Tribunal judiciaire, tpx frejus, 11 juin 2026 — n° 25/00233
Synthèse de la décision
Question juridique
Quelles sont les conséquences du non-paiement des charges de copropriété par un copropriétaire ?
Principe retenu
Un copropriétaire est tenu de payer les charges de copropriété qui lui incombent.
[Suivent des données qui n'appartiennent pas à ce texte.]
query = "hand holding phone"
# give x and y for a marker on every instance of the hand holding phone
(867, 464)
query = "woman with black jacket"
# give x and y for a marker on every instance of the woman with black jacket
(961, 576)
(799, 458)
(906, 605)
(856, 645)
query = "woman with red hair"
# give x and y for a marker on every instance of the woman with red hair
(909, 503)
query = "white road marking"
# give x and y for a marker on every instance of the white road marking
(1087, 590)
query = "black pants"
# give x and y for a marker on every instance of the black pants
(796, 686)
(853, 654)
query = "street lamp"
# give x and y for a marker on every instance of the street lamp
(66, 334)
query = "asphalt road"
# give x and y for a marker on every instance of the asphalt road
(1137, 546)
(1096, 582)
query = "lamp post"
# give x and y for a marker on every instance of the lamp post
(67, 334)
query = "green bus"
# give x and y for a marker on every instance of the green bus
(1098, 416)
En cas de non-paiement, le syndicat des copropriétaires peut engager une action en justice pour obtenir le recouvrement des sommes dues, assorties d'intérêts et de dommages et intérêts.
Faits clés
- Monsieur [G] [H] n'a pas réglé ses charges de copropriété depuis le 1er octobre 2022.
- Le syndicat des copropriétaires a assigné Monsieur [G] en paiement des charges.
- Le montant total des charges dues s'élève à 2965,25 euros.
- Le tribunal a ordonné la capitalisation des intérêts à compter du 9 avril 2025.
- Monsieur [G] n'était pas présent lors des débats.
Articles cités
article 10-1 de la loi du 10 juillet 1965
article 514 du code de procédure civile
article 1343-2 du code civil
Exposé du litige
FAITS, PROCÉDURE ET PRÉTENTIONS DES PARTIES :
Par acte de commissaire de Justice en date du 9 avril 2025, signifié selon les modalités prévues par l’article 659 du code de procédure civile, le syndicat des copropriétaires de la [Adresse 4] » représenté la société par action simplifiée (SAS) SYND’UP, désignée en qualité de syndic a assigné monsieur [G] [H] en paiement des charges devant la présente juridiction à l’audience du 23 septembre 2025.
Il demande de juger :
le syndicat des copropriétaires recevable et bien-fondé en ses demandes,
que le défendeur est défaillant dans le règlement des charges de copropriété lui incombant,
que les frais de relance et de procédure seront portés au débit du compte de monsieur [G] [H], copropriétaire défaillant en application de l’article 10-1 de la loi du10 juillet 1965,
n’y avoir lieu à écarter l’exécution provisoire de droit.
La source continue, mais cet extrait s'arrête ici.